[libcxx-commits] [libcxx] [ASan][libc++] Annotating `std::basic_string` with all allocators (PR #75845)
via libcxx-commits
libcxx-commits at lists.llvm.org
Tue Jan 9 16:56:12 PST 2024
https://github.com/AdvenamTacet updated https://github.com/llvm/llvm-project/pull/75845
>From d297670ad62f75d64c8fbef867d2e487390a4a1d Mon Sep 17 00:00:00 2001
From: Advenam Tacet <advenam.tacet at trailofbits.com>
Date: Mon, 18 Dec 2023 20:34:49 +0100
Subject: [PATCH 1/3] [ASan][libc++] Annotating `std::basic_string` with all
allocators
This commit turns on ASan annotations in `std::basic_string` for all allocators by default.
Originally suggested here: https://reviews.llvm.org/D146214
This commit is part of our efforts to support container annotations with (almost) every allocator.
Annotating `std::basic_string` with default allocator is implemented in https://github.com/llvm/llvm-project/pull/72677.
Support in ASan API exests since https://github.com/llvm/llvm-project/commit/dd1b7b797a116eed588fd752fbe61d34deeb24e4.
This patch removes the check in std::basic_string annotation member function (__annotate_contiguous_container) to support different allocators.
You can turn off annotations for a specific allocator based on changes from https://github.com/llvm/llvm-project/commit/2fa1bec7a20bb23f2e6620085adb257dafaa3be0.
This PR is a part of a series of patches extending AddressSanitizer C++ container overflow detection capabilities by adding annotations, similar to those existing in `std::vector` and `std::deque` collections.
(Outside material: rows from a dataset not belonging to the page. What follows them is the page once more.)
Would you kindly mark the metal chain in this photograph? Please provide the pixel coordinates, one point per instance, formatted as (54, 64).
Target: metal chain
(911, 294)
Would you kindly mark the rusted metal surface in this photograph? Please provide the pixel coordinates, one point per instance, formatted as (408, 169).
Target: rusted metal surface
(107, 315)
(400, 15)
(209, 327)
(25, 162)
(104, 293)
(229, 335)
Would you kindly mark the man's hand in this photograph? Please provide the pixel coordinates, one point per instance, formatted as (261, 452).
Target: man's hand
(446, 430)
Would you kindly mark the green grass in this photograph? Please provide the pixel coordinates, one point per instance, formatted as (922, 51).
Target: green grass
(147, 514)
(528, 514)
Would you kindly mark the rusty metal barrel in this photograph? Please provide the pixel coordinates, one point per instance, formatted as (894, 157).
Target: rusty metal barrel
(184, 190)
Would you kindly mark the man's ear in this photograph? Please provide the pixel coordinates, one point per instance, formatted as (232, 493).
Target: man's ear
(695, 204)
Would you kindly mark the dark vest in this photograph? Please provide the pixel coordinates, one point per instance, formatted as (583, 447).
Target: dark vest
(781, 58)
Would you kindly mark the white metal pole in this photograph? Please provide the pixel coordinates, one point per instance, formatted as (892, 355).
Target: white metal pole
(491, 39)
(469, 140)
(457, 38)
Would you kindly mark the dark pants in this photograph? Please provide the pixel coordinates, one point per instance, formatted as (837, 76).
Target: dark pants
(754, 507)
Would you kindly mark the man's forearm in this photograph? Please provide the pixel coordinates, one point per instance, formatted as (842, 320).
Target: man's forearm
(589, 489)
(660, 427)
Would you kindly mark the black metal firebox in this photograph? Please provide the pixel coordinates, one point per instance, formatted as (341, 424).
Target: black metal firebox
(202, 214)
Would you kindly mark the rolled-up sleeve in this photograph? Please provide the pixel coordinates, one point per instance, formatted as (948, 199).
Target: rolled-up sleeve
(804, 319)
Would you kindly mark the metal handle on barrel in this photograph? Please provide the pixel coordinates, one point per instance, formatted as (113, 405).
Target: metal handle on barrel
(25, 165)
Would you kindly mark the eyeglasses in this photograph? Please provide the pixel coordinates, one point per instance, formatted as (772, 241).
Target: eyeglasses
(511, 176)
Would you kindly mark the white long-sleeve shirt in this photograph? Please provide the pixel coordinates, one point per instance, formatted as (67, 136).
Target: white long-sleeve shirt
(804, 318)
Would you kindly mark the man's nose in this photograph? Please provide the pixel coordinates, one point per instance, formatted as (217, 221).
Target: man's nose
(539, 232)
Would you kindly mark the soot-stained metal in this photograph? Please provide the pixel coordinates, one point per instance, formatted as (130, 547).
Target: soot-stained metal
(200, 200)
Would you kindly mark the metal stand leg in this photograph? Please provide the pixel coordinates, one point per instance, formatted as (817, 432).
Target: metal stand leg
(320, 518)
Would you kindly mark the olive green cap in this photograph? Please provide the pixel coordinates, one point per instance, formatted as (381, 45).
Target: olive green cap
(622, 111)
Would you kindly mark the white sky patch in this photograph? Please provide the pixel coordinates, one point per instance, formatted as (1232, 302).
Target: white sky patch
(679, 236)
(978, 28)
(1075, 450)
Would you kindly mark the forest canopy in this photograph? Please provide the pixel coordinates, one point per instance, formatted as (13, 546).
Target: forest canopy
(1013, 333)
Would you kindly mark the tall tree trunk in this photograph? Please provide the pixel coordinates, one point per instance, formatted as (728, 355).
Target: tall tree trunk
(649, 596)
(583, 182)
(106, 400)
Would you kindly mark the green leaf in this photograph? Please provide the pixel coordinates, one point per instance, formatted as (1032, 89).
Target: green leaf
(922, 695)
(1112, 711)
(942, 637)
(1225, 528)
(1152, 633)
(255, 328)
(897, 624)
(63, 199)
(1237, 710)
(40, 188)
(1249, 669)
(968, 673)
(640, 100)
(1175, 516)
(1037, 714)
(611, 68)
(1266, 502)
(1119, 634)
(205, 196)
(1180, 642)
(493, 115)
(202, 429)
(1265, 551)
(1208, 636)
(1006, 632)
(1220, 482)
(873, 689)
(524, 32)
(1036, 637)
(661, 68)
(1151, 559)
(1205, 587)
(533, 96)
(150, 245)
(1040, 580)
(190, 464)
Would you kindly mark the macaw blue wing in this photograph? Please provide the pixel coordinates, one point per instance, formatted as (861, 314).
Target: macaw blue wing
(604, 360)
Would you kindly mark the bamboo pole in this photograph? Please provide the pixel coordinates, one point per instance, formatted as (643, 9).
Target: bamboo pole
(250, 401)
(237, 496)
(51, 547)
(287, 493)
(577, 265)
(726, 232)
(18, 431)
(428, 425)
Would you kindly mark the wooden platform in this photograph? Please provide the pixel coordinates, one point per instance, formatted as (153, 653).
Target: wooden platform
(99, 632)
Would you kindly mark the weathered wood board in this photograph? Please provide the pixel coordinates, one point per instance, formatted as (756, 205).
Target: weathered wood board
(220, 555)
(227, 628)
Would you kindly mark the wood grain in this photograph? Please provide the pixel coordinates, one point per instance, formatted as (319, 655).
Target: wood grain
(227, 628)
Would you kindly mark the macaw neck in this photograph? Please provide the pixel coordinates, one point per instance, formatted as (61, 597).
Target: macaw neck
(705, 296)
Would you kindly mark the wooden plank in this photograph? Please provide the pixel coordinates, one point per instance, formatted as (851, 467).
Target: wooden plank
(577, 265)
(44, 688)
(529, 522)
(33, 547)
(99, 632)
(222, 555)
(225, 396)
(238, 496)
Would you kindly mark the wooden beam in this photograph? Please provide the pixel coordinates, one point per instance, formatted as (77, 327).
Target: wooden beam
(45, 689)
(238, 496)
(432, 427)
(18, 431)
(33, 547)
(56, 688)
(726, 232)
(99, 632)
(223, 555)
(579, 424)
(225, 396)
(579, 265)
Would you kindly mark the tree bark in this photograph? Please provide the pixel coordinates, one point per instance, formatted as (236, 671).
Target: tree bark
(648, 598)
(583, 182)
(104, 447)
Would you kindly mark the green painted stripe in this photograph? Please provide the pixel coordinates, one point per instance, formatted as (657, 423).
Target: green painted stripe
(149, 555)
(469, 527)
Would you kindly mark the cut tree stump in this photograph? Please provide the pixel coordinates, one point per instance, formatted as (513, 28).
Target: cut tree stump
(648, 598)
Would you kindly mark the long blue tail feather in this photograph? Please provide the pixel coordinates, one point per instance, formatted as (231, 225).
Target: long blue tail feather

These enhancements empower ASan to effectively detect instances where the instrumented program attempts to access memory within a collection's internal allocation that remains unused. This includes cases where access occurs before or after the stored elements in `std::deque`, or between the `std::basic_string`'s size (including the null terminator) and capacity bounds.
The introduction of these annotations was spurred by a real-world software bug discovered by Trail of Bits, involving an out-of-bounds memory access during the comparison of two strings using the `std::equals` function. This function was taking iterators (`iter1_begin`, `iter1_end`, `iter2_begin`) to perform the comparison, using a custom comparison function. When the `iter1` object exceeded the length of `iter2`, an out-of-bounds read could occur on the `iter2` object. Container sanitization, upon enabling these annotations, would effectively identify and flag this potential vulnerability.
If you have any questions, please email:
- advenam.tacet at trailofbits.com
- disconnect3d at trailofbits.com
---
libcxx/include/string | 3 +-
.../strings/basic.string/asan.pass.cpp | 54 +++++++++++++
.../basic.string/asan_turning_off.pass.cpp | 78 +++++++++++++++++++
libcxx/test/support/asan_testing.h | 2 +-
4 files changed, 134 insertions(+), 3 deletions(-)
create mode 100644 libcxx/test/libcxx/containers/strings/basic.string/asan.pass.cpp
create mode 100644 libcxx/test/libcxx/containers/strings/basic.string/asan_turning_off.pass.cpp
diff --git a/libcxx/include/string b/libcxx/include/string
index fdffca5aed18be..ce2df8da8a91eb 100644
--- a/libcxx/include/string
+++ b/libcxx/include/string
@@ -1891,8 +1891,7 @@ private:
#if !defined(_LIBCPP_HAS_NO_ASAN) && defined(_LIBCPP_INSTRUMENTED_WITH_ASAN)
const void* __begin = data();
const void* __end = data() + capacity() + 1;
- if (!__libcpp_is_constant_evaluated() && __begin != nullptr &&
- is_same<allocator_type, __default_allocator_type>::value)
+ if (!__libcpp_is_constant_evaluated() && __asan_annotate_container_with_allocator<allocator_type>::value)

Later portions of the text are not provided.